February 12, 2020
Jenice R. Robinson
February 12, 2020
The 2017 Tax Cuts and Jobs Act may as well have been called the Promise for Austerity Later Act.
The president’s proposed 2021 budget has been widely reported and dissected. The blueprint would cut funding for safety net programs, K-12 education, the environment and other services while maintaining trillions in tax cuts for corporations and the wealthy.
It’s hardly surprising. Even before Trump and GOP leaders ramrodded through their hastily written, unpopular tax bill in December 2017, they floated the idea of cuts to programs that people rely on to access health care, afford food, or simply live with dignity during retirement.
Although the budget was predictable, its proposed cuts are galling coming from an administration that claims its policies alone have rescued working people from despair. For the record, the nation is well into its 11th year of economic recovery. The stock market, which is not the economy, was already going up, and unemployment was already trending downward long before Trump entered office.
And while wages are marginally growing (the minimum we should expect), income inequality remains a defining challenge that the public wants elected officials to address. The president’s proposed budget would instead make inequality worse, protecting tax cuts for corporations and the wealthy while making life harder for millions of families, children and individuals.
For example, higher education provides a pathway to middle-class jobs but rising costs make it inaccessible for many low-, moderate and middle-income families. Grants and student loans help, but the president’s budget would cut these programs. It also would end the popular student loan forgiveness program that incentivizes some graduates to enter public service positions.
The budget also proposes cutting Medicaid and the Children’s Health Insurance Program and eliminating the Affordable Care Act, continuing its assault on programs that give millions of people access to care so they can lead healthier lives and avoid ruinous medical bills.
Already, the administration has implemented rules that will cause 700,000 people to lose access to SNAP (Supplemental Nutrition Assistance Program, or food stamps) benefits.
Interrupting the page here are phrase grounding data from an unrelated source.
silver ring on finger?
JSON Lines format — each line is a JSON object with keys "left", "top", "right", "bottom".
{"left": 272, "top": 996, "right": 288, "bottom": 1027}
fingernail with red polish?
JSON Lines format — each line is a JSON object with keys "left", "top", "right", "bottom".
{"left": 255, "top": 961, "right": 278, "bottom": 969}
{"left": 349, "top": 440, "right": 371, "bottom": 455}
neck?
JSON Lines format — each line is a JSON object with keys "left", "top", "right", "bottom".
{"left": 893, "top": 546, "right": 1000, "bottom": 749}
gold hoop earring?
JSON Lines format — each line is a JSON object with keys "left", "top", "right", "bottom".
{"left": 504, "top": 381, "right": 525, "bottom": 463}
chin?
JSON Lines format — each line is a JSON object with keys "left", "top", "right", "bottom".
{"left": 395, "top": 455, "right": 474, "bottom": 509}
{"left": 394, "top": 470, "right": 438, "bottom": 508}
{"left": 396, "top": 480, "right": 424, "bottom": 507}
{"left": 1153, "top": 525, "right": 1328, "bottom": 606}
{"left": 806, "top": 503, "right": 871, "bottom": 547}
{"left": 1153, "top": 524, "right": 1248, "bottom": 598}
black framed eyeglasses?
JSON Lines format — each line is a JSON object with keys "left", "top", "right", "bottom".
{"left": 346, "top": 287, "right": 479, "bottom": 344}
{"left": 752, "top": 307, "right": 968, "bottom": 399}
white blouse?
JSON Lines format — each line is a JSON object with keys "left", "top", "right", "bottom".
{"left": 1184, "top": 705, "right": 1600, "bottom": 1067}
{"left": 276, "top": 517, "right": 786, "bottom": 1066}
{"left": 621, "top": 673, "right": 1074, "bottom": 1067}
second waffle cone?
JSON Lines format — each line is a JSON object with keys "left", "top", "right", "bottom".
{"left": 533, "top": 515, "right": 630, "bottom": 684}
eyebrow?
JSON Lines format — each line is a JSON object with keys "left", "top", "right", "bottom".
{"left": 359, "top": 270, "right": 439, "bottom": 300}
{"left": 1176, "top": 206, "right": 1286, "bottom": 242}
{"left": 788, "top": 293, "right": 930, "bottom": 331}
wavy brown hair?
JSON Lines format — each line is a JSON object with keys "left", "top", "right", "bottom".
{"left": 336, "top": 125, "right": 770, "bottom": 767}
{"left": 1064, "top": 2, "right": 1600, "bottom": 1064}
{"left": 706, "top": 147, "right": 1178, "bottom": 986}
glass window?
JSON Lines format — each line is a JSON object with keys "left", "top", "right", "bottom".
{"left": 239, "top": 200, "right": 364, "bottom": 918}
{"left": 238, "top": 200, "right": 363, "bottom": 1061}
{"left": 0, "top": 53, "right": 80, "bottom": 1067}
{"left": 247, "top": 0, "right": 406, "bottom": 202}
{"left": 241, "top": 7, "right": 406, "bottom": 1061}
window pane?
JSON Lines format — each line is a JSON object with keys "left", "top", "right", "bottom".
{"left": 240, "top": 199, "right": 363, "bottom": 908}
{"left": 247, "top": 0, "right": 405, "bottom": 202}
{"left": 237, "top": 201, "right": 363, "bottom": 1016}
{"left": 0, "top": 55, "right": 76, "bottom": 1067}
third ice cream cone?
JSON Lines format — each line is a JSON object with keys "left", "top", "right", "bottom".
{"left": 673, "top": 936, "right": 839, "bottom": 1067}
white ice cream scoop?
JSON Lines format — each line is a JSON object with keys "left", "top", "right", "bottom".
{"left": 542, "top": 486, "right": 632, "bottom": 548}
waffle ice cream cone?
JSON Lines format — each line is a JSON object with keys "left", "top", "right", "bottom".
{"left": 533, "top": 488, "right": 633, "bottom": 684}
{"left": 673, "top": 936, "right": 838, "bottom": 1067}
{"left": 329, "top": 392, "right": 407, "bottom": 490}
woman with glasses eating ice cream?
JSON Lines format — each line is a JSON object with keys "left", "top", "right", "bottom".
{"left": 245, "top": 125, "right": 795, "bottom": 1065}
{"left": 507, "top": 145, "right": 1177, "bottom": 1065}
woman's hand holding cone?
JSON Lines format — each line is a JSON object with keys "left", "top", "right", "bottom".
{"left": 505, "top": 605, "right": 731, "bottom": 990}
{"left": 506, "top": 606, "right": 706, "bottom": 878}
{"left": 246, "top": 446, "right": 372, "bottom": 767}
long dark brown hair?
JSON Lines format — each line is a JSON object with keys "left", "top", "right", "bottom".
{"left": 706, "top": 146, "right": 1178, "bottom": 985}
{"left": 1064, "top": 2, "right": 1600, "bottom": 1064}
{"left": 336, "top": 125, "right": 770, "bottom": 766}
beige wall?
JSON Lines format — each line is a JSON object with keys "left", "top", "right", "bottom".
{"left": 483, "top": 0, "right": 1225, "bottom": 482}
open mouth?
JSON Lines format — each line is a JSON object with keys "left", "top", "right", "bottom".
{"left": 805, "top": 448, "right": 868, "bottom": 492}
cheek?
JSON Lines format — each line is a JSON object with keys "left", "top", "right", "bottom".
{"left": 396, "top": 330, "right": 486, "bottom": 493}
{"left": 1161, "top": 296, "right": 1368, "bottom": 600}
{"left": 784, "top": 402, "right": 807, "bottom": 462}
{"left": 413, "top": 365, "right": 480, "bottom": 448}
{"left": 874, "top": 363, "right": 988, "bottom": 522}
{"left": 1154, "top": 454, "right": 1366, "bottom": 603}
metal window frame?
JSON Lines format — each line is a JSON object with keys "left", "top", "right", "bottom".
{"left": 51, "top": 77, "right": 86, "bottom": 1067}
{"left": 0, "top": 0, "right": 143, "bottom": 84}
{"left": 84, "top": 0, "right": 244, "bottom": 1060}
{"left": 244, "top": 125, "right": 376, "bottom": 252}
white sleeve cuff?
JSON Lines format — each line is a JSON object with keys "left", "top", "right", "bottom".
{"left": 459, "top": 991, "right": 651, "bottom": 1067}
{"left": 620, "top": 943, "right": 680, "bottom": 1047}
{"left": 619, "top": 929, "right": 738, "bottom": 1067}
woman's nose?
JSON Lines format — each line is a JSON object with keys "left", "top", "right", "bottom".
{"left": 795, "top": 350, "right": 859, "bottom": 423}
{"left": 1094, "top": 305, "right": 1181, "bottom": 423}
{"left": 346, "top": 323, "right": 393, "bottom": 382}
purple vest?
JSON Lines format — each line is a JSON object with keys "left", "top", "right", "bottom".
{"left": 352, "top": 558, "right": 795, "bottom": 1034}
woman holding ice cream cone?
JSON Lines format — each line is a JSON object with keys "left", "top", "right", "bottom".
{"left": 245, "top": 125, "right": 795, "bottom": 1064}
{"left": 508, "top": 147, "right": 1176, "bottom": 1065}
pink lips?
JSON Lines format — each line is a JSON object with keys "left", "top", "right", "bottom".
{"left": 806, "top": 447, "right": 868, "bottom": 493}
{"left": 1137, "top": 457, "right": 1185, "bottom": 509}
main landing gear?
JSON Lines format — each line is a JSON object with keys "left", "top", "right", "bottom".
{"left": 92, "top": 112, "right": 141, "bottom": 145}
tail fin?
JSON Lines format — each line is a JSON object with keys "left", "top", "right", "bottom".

Its budget proposes to go even further by imposing more work requirements and replacing some assistance with so-called “Harvest Boxes,” which means the government would decide what is suitable for low-income people to eat.
The “Budget Message of the President” insists the nation’s families are better off with little government intervention.
“Their natural talent, ingenuity, and strength simply needed an opportunity to flourish, free from the massive regulations and taxes heaped upon them by their government.”
This hackneyed ideal, wrapped in eloquent rhetoric, has given us four decades of failed supply-side economic policies. In his 1981 inaugural address, President Reagan said:
“It is time to reawaken this industrial giant, to get government back within its means, and to lighten our punitive tax burden.”
Less government regulation of industry has allowed corporations and wealthy shareholders to “flourish.” Smaller government and regressive tax cuts have helped shift more of the nation’s wealth to the already rich.
Supply-side ideology fails to recognize that government intervention, funded by our tax dollars, is what helps more of us live our best lives. Access to K-12 education is universal because of government. The Interstate Highway System exists because of government. Clean water flows from most of our taps because of government. Key federal programs lift millions out of poverty each year. In 2018, Social Security lifted 27.1 million people out of poverty. SNAP lifted 3.1 million people out of poverty, and rental assistance helped 3 million people move out of poverty.
But instead of acknowledging the critical role of government, the Trump administration has laid out a vision for America centered on starving federal coffers via tax cuts for the wealthy and corporations while taking a sledgehammer to programs that alleviate poverty. The sad thing is that it’s nothing new: It’s a timeworn vision for a government that continues to work best for the elite few while telling everyone else to rely on their bootstraps to get ahead. A government that listened to a majority of the governed would put forth a radically different vision that includes raising adequate revenue and investing in all of its people.